Monday, April 24, 2006

Cover Your Virgin Ears

Do you know why I love cuss words? They're so damn versatile. There's not many words that can act as noun, expression, adjective AND verb. You can stick "Shit" anywhere and have it make perfect sense. "That shit was awful!" "Shit! We almost hit her car." "I hate her shitty driving." "You've got to be shitting me." The word "Fuck" is even more impressive. You can stick it in the MIDDLE of a word and it'll make sense. "Abso-fucking-lutely." Try that with some other verb. "Abso-jogging-lutely." Yeah... No.

I don't cuss when I'm not at home or out with friends and Hoop. Like kids who have indoor and outdoor voices, I have a PG and a R one. Hoop, on the other hand, needs constant reminding. He seldom thinks about who's in hearing range when he lets loose with a string of obscenities. Which embarrasses him and me to no end when the victims of his ear pollutants are kids. It's something he's working on. Hopefully he'll have it mastered before some angry parent throws a punch at him.

I think cussing is a kind of art too. Unless you're talking to your garden variety Rednecks. In which case cuss words fill up half of their four page dictionary. It takes a certain amount of flair to do it without sounding like an idiot. You can't use the same word too many times. You have to emphasize it at the right spot. And you have to be creative. It also helps if the word your using can't be taken literally. Otherwise you end up with this...

Daily Hoop Conversation:
Tink: Lee's parents are horrible pack rats. Their house is nothing but floor to ceiling shelves of collector dolls and figurines.
Hoop: Nash was worse. He had shit on the walls, shit on the shelves, shit overflowing out of his closet, shit on the dressers, and shit poking out from beneath his bed.
Tink: *Bursts into laughter* Ewwww.
Hoop: What?

Silent Hill: Hoop and I weren't impressed with the plot. But the imagery was brilliant and creepy. Which is kind of funny since the only part I actually jumped at was when one of the main characters tripped over a bucket. Everything in the movie, from the music to the outfits, reminded us of the video game. It was a little hard to get into the movie because of it. We came home itching to dust off the Playstation.
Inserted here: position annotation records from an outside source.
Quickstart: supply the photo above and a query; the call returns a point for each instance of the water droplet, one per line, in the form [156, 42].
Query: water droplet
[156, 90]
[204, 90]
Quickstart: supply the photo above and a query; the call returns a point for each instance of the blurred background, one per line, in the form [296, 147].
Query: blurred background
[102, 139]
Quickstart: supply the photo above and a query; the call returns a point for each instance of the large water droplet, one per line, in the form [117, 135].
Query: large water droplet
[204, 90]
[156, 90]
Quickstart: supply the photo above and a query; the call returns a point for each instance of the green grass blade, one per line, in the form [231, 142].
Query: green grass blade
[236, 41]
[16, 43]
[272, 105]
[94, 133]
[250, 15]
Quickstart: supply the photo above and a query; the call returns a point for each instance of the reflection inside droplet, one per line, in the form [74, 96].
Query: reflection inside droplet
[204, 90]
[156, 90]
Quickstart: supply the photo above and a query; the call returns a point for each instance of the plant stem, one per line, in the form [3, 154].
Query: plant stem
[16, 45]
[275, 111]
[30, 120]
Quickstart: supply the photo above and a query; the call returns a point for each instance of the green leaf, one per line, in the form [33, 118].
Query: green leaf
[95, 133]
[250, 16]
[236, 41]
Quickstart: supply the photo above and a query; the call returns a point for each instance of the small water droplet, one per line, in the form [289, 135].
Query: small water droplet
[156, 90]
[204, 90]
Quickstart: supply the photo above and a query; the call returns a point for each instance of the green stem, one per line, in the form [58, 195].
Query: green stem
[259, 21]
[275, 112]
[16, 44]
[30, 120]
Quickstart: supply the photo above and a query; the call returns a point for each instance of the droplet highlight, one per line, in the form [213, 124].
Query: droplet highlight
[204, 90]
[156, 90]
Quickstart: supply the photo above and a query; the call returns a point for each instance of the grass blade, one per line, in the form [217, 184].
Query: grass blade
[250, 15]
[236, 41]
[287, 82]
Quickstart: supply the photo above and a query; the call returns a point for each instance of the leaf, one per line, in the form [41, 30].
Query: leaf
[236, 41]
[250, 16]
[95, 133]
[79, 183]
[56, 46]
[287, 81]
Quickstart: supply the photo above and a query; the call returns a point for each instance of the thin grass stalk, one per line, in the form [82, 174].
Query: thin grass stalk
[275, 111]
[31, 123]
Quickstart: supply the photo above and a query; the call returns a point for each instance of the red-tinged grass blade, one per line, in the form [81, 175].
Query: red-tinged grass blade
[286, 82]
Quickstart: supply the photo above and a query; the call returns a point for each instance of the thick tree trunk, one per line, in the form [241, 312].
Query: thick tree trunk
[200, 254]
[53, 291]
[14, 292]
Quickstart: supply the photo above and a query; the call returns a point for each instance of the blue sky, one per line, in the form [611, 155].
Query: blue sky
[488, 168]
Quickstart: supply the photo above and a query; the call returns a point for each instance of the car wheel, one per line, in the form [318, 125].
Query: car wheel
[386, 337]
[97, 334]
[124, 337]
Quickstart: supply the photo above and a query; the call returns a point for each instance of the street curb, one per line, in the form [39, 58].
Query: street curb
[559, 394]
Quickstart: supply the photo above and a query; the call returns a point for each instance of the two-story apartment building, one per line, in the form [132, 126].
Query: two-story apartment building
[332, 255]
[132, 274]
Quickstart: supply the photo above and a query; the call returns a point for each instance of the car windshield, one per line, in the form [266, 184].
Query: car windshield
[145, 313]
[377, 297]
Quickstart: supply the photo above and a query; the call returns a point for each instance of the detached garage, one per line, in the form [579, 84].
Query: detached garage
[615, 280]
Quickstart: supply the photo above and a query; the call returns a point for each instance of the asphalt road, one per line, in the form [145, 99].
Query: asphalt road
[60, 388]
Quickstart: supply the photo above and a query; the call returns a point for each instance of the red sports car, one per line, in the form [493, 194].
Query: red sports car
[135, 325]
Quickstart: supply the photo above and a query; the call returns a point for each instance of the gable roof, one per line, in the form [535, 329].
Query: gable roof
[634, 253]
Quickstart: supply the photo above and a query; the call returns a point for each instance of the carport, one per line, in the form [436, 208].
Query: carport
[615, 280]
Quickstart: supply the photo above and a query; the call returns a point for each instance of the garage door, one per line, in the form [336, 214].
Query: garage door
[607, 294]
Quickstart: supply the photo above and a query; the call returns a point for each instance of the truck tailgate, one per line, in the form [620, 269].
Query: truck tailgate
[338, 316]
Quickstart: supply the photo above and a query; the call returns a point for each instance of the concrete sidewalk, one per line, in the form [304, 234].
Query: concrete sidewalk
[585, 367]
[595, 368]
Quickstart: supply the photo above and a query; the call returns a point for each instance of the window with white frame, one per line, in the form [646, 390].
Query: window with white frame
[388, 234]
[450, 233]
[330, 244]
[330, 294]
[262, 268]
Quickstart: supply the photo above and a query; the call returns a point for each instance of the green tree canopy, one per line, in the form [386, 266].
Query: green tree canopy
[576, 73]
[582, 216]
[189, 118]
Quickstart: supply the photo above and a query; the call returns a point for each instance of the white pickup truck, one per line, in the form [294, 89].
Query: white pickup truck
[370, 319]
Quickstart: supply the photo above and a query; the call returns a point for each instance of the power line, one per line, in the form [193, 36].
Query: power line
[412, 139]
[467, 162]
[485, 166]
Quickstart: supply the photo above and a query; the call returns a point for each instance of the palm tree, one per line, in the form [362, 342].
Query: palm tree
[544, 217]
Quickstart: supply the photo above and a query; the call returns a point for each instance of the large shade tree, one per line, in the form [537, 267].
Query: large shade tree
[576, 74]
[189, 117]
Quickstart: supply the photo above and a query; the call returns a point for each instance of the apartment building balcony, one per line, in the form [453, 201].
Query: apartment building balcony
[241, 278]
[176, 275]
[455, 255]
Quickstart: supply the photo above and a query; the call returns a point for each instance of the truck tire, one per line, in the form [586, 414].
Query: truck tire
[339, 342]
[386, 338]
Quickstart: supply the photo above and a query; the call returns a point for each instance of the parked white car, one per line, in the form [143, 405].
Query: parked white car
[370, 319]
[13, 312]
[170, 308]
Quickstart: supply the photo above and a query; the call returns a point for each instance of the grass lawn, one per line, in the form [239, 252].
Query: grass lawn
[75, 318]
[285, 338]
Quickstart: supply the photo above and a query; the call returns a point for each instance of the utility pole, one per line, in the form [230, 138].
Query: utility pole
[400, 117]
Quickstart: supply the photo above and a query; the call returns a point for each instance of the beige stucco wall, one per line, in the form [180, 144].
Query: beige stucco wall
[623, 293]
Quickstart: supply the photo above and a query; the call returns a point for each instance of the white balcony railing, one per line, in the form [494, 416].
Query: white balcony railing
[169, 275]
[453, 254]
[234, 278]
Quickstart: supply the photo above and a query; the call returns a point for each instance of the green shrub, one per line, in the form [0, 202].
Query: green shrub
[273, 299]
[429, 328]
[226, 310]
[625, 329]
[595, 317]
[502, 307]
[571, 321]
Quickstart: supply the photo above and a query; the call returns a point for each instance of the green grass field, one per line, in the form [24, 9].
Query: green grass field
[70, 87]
Daily Hoop Conversation 2:
*Bomb siren goes off in the movie*
Hoop: Level TWO.
*30 minutes later another bomb siren goes off*
Hoop: Level THREE.
Tink: Shhhh.
Hoop: But Babe, level three's demons are SO much harder! How are we going to survive?
Tink: You are such a Nerd.

More Search Terms:
(All the terms that people put into search engines that bring them here)
1. El bonero Shhh. That is my superhero name!
2. A picture of the inventor of nachos You're going to make a shrine to him aren't you?
3. Lifesize witches
As opposed to what? Miniature ones?

9 Comments:

At 24 April, 2006, Blogger EE said...

God I am the worst at what happens to fly out of my mouth. And my all time favorite is the F word. You know you use it a lot when for once YOU refrain from using it in predictament and your children finish your sentence for you using it. LOL

 
At 24 April, 2006, Blogger Andrew Fletcher said...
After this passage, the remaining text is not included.